Fast forward to when Kristin and I met on the phone for our October 22 appointment. She was filled with success stories about Julian! She confessed, “I was mad at him for a year of my life. The last time we talked (three weeks prior) you didn’t say anything different, but something just clicked.” Tony had even told her, “Kristin, you’ve done a 180, and it has changed our whole household.” The improvement in their relationship is palpable. Now, he’s walking around the house saying, “I have love for daddy!” – a dramatic shift, one that Tony and Kristin both gratefully welcome. Instead of hitting and kicking, he messes things up when upset. Kristin can deal with that … at least no person or dog is getting hurt. We both agreed that it’s a much better way of expressing his feelings. Seeing her opportunity, Kristin gave Julian heartfelt appreciation for expressing his feelings in a way that keeps everyone safe.
We also acknowledged that at 5, Julian has plenty of growing up time ahead to refine his actions when angry. In parent coaching, we look for improvement, not perfection. Kristin and Tony have backed off on insisting that Julian eat his dinner.
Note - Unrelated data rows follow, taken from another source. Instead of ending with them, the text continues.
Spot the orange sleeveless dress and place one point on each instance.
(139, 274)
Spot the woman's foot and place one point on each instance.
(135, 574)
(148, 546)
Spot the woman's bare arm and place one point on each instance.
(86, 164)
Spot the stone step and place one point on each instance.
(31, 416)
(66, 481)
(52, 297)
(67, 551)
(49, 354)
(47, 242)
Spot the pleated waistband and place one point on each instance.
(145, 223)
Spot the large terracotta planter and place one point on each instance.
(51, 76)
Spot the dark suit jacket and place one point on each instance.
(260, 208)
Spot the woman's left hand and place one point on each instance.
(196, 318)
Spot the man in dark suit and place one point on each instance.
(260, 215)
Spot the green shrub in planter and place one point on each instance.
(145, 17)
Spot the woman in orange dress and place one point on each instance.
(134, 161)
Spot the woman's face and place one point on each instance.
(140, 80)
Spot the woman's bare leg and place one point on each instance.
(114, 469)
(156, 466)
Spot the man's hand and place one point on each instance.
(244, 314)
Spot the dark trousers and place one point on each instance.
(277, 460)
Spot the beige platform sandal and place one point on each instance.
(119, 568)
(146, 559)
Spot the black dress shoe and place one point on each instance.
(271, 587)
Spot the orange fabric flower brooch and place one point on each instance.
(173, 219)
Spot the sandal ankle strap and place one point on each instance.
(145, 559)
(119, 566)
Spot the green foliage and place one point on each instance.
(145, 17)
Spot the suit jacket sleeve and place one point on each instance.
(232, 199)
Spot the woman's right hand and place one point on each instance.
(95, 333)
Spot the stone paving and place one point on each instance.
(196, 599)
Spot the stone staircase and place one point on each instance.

Following my advice, they simply put good food in front of him, enjoy their own food, and talk about their day, sharing their world with their son. He’s eating MORE, which relieves his parents’ fears about low blood sugar and the tantrums that used to ensue. The family plays board games after dinner now. Kristin has taken the “clinical parent” perspective,” commenting, “It’s amazing to see what he needs to do with his body as he plays.” She’s now observing and noting Julian’s needs, rather than judging, blaming and punishing him, or feeling guilty herself. The fights over getting dressed in the morning are gone. And even the dog will now sit with Julian without fear. “It used to be him and me against the world,” states Kristin. “Now I feel so much better.” After four months, the behavior issues Tony and Kristin dealt with are largely past, and the family can look forward with peace.